Hi dear contributors,
I need to integrate Lucene search capabilities to my journal management system. As you know, Lucene has PHP port but it is not enough to develop sufficient IR systems. I think, some core components ara missing on Php side
Frist, you need to extract text from various media formats (.doc, pdf, html. etc.). Second and very important issiue is stemming capabilities (improves ~ %40 retrieval performans for small repositories) from many languages. For those reasons you need to use 3rd part tools or to convert 3rd part tools to php but i think first solution is fast and easy to implement.

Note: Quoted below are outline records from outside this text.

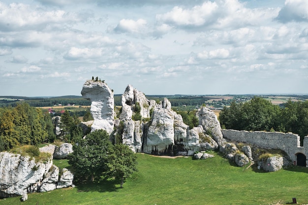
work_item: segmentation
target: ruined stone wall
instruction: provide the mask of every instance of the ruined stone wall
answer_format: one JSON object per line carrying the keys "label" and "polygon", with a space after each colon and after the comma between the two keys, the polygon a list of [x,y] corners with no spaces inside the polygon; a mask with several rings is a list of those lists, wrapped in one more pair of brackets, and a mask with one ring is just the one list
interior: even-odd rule
{"label": "ruined stone wall", "polygon": [[238,131],[222,129],[225,139],[253,144],[266,149],[279,149],[284,151],[292,161],[297,161],[296,154],[301,153],[308,156],[308,137],[305,137],[304,146],[300,146],[300,137],[292,133]]}

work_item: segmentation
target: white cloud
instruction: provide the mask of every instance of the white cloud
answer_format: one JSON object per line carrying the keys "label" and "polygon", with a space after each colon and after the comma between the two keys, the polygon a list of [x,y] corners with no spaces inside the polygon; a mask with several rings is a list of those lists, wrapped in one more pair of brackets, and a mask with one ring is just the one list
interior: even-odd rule
{"label": "white cloud", "polygon": [[80,49],[72,47],[64,55],[64,57],[69,59],[78,60],[80,58],[97,58],[101,56],[102,49]]}
{"label": "white cloud", "polygon": [[275,18],[278,9],[246,8],[238,0],[207,0],[190,9],[179,6],[156,15],[157,21],[180,27],[239,27],[259,25]]}
{"label": "white cloud", "polygon": [[83,21],[76,13],[64,10],[44,11],[29,5],[0,2],[0,26],[2,31],[43,28],[50,24],[76,23]]}
{"label": "white cloud", "polygon": [[13,56],[13,57],[8,60],[7,62],[14,63],[27,63],[28,61],[28,59],[23,55],[17,55]]}
{"label": "white cloud", "polygon": [[308,1],[286,0],[277,19],[282,23],[308,21]]}
{"label": "white cloud", "polygon": [[12,54],[11,49],[0,48],[0,55],[10,55],[11,54]]}
{"label": "white cloud", "polygon": [[139,19],[137,21],[131,19],[122,19],[114,29],[117,32],[140,33],[145,30],[147,21]]}
{"label": "white cloud", "polygon": [[41,68],[36,66],[30,66],[24,67],[21,69],[23,73],[35,73],[41,70]]}

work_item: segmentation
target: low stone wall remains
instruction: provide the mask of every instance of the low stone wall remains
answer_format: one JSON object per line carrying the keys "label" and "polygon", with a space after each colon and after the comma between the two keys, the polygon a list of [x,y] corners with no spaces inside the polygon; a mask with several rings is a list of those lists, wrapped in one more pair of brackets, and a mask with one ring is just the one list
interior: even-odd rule
{"label": "low stone wall remains", "polygon": [[278,149],[285,152],[292,161],[297,160],[299,153],[308,156],[308,137],[305,137],[301,147],[300,136],[292,133],[247,131],[221,129],[223,137],[231,141],[254,145],[265,149]]}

I want to develope a jar file gets some parameters (file path, language, status (insert, update or delete), journalid, dc contents etc.) from console. First, jar file will use Apache Tika (text-extraction library consists of many text and metadata extraction libraries, such as pdfbox etc.) for text extraction from various media formats. Then, will entegrate hard stemming algorithms for various languages. This jar file also will create and update Lucene index. Your programming language is not important just create an index and search this index with other Lucene ports. I want to use Lucene Php port on search side (again, need to use jar file for stemming search words/tokens on Php side).
But I have some problems. If i develope core IR system wiht java, some of application hosting organizations (for example some of universities) will ban exec function or jar execution because of security reasons! So, i will write once, but not run everywhere
I'm not a Php expert, this will be my first experiment. So, i need your knowlegde. Is there any different ways for exracting text from various media formats and stemming algorithms library consists of different languages for php? Or free webservice handles this issiues? Which tools PKP developers are using for not facing this problems?
Thanks time and consideration,